Cosmos (cosimocolletta@gmail.com) mi scrive, polemicamente: E’ facile a parlare di ottimismo quando si ha il vento in poppa! Molte realtà di malattia, povertà etc non sempre hanno via di uscita… Proprio perchè conosco molto bene queste realtà attraverso l’associazione di volontariato da me fondata, i City Angels (www.cityangels.it), so che per uscire da situazioni difficili piangersi addosso, lamentarsi, imprecare contro la malasorte e contro il mondo intero non serve a nulla, se non a sentirsi ancora peggio.
Ti porto gli esempi di due miei amici carissimi: Angelo Starineri e Gilda Paolillo. Entrambi di Milano, la mia città. Angelo è stato per molti anni un clochard. Dormiva in piazzale Cadorna, davanti alla stazione ferroviaria. Poi, un giorno, ha preso una decisione: non ce la faccio più di questa vita, voglio cambiare a tutti i costi. Si è messo a bussare alle porte delle Istituzioni, dei servizi sociali, delle associazioni umanitarie. Alla fine ha trovato un lavoro e una casa. E in questi giorni sarà un televisione, su Rai2, a raccontare la sua storia. E a spiegare che non ci si deve mai arrendere. Nemmeno nelle situazioni più drammatiche.
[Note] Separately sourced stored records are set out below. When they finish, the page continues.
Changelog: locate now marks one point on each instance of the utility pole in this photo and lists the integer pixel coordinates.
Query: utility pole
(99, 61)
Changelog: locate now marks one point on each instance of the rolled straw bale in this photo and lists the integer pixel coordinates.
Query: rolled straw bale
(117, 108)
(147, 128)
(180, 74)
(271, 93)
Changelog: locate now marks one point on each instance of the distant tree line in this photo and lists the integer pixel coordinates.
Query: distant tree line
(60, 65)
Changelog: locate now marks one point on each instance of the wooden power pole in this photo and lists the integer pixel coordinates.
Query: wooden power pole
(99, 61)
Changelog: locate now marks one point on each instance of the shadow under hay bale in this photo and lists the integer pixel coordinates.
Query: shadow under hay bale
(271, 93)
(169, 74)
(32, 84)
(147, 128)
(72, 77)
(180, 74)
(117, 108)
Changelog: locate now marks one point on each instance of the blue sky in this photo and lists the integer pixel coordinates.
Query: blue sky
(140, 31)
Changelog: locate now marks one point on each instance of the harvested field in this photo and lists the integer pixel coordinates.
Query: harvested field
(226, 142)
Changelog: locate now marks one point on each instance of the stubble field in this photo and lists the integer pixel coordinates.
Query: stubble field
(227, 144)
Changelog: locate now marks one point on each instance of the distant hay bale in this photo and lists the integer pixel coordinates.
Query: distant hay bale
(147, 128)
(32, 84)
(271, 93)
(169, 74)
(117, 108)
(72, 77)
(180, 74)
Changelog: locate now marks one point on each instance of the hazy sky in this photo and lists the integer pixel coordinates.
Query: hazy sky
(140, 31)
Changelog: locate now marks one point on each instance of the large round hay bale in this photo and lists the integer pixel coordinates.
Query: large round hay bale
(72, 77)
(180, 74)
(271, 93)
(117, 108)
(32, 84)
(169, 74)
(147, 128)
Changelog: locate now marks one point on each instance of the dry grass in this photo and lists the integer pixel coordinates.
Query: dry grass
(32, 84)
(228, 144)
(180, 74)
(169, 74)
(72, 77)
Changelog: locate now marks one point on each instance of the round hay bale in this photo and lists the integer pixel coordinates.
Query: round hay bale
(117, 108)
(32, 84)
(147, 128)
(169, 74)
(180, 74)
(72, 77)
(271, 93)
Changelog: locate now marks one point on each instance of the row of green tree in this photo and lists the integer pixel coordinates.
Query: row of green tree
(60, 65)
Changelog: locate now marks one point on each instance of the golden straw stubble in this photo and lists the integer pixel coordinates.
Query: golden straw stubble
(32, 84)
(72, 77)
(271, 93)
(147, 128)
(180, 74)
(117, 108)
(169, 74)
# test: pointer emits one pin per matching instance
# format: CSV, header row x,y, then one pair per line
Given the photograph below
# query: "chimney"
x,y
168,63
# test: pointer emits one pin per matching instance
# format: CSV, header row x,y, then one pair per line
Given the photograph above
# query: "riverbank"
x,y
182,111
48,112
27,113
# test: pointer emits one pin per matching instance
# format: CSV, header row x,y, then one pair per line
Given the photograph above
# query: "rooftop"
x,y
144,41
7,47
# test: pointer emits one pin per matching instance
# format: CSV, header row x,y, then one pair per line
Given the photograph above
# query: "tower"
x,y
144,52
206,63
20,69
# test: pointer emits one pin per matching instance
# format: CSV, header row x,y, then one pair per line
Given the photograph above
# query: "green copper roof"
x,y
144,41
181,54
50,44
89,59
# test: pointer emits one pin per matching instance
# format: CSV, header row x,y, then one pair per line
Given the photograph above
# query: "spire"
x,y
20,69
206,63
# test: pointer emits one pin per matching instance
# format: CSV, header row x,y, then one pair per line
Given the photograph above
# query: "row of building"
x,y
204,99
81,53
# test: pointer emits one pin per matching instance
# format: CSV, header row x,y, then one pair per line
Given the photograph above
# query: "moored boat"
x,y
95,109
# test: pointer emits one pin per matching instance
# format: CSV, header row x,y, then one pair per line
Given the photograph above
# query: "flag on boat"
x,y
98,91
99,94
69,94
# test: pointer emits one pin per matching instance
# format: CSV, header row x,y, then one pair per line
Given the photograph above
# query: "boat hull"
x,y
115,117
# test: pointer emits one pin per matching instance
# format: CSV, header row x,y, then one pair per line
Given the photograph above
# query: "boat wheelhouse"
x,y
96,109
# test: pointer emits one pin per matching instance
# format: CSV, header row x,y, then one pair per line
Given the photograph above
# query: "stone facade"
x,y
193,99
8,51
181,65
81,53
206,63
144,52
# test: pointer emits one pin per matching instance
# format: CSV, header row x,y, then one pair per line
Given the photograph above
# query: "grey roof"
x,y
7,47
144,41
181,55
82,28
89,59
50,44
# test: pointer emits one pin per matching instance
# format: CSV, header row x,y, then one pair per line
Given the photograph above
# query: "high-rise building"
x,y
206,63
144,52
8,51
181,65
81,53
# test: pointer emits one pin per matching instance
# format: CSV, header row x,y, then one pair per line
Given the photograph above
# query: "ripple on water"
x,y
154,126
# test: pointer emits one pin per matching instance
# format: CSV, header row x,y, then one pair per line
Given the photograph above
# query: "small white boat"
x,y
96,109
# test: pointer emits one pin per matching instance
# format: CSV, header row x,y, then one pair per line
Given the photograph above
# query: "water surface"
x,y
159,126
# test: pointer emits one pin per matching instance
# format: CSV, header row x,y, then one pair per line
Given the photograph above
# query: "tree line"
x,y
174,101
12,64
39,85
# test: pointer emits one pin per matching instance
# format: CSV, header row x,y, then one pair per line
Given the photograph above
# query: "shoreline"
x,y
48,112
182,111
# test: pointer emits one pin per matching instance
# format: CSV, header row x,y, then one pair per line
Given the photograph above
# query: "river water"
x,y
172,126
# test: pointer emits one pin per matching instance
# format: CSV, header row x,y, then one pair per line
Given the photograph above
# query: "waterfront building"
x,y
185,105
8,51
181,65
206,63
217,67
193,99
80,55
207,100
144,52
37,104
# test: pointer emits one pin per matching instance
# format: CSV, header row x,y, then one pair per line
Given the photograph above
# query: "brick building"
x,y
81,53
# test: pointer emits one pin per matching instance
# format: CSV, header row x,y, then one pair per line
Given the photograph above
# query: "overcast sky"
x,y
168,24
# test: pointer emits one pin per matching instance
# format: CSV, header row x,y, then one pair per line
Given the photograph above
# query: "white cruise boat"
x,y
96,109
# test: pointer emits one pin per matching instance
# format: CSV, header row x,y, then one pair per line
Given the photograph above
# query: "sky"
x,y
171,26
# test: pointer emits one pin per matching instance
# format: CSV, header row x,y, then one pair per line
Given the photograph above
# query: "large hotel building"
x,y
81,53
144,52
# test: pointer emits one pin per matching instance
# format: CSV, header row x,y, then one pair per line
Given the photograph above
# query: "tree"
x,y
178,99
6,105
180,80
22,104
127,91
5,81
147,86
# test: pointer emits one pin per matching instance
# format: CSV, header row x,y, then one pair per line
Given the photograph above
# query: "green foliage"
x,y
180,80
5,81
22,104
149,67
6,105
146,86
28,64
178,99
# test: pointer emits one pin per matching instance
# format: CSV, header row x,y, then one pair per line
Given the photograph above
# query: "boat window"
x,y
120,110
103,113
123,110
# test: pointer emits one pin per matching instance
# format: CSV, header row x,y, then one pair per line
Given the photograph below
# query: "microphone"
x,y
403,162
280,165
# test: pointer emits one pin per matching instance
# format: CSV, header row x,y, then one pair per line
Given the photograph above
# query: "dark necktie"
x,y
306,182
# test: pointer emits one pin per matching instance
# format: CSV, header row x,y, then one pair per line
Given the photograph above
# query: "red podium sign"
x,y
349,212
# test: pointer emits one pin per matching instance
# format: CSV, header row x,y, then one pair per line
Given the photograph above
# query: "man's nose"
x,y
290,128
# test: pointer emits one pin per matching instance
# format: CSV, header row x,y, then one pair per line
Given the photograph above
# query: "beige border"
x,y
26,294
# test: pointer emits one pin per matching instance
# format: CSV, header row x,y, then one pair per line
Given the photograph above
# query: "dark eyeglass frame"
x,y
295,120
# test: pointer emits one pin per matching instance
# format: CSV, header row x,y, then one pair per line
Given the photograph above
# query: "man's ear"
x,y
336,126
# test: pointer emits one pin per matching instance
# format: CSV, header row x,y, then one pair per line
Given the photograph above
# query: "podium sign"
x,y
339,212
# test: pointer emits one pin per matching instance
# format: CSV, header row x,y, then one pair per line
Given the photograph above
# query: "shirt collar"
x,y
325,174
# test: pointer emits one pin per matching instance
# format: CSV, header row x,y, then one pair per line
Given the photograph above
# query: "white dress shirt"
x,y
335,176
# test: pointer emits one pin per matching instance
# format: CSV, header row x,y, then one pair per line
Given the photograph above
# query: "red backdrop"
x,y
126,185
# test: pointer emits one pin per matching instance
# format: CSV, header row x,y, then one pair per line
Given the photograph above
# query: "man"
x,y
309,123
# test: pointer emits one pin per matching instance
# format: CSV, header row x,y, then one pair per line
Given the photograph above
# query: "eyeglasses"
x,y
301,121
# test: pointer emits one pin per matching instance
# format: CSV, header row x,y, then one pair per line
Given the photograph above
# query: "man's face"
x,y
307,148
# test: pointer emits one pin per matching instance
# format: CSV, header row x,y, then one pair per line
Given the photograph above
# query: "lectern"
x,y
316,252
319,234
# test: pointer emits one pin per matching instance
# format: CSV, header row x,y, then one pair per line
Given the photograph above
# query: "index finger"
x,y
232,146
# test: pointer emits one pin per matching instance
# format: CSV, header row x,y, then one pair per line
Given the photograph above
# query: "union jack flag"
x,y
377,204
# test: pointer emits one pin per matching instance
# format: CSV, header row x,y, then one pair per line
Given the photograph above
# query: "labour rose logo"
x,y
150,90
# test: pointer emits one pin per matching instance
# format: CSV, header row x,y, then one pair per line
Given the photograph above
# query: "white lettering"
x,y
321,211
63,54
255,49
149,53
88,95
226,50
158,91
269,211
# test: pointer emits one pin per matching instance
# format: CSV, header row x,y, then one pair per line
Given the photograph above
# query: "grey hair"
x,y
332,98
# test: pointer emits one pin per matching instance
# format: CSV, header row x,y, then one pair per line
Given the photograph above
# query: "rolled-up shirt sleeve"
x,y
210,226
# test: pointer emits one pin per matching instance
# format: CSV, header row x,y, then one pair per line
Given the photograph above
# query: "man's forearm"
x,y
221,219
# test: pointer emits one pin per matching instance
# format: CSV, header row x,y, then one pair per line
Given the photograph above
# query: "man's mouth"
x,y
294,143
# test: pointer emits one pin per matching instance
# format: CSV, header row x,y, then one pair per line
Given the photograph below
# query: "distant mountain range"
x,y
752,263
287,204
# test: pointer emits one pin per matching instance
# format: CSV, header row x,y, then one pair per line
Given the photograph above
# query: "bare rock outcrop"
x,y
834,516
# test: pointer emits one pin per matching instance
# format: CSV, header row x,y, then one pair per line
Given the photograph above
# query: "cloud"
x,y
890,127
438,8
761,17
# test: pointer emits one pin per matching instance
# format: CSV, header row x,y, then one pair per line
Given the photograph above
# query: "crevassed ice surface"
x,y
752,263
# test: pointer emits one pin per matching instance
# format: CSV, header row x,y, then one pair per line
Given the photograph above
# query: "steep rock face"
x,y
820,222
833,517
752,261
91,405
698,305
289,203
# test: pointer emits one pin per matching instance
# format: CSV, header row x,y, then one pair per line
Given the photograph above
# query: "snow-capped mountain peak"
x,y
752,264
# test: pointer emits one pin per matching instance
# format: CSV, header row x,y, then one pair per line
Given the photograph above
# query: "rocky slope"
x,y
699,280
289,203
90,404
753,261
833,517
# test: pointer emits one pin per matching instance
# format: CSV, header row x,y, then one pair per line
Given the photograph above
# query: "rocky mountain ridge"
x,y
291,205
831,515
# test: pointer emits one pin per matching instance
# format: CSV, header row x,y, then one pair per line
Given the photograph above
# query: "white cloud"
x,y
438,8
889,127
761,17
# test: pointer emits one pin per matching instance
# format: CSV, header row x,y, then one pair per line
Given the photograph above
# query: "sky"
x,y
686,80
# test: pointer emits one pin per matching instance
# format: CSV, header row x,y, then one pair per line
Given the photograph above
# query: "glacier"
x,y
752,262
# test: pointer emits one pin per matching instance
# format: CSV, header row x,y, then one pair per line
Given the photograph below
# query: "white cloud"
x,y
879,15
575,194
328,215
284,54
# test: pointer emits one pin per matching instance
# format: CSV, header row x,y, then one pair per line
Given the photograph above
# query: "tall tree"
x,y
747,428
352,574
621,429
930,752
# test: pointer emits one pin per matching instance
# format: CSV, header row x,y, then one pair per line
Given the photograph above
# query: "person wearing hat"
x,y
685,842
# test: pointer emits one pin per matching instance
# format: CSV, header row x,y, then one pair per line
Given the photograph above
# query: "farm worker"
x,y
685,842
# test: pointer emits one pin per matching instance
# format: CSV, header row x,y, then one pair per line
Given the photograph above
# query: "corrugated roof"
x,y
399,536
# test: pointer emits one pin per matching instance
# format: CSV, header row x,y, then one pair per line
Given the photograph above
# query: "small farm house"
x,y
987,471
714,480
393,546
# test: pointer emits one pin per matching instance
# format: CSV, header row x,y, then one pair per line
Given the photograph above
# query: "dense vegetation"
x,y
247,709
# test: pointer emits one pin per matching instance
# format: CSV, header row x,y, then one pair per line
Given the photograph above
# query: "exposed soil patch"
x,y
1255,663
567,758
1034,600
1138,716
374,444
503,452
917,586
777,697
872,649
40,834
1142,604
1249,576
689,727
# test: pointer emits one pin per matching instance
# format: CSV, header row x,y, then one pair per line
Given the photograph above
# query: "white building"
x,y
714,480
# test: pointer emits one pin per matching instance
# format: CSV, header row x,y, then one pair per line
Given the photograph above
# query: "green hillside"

Come quella di Gilda. Era una bella ragazza piena di vita, volontaria dei City Angels e agente di polizia. Un’ischemia cerebrale l’ha paralizzata dal mento ingiù. E da quattro anni è relegata in un letto. Ha pensato a farla finita. Ma poi ha deciso di vivere con la minor sofferenza possibile, e con la maggiore gioia possibile. Trascorre le sue giornate leggendo, ascoltando musica, dettando poesie a sua madre. E ora è lei a rincuorare gli altri. Loro la compatiscono, lei li sgrida: bisogna reagire, non possiamo piangerci addosso! Oggi mi ha mandato un sms di auguri per l’anno nuovo: Mai arrendersi, la vita va vissuta fino in fondo, nella gioia e nel dolore. Impariamo da Angelo. E da lei.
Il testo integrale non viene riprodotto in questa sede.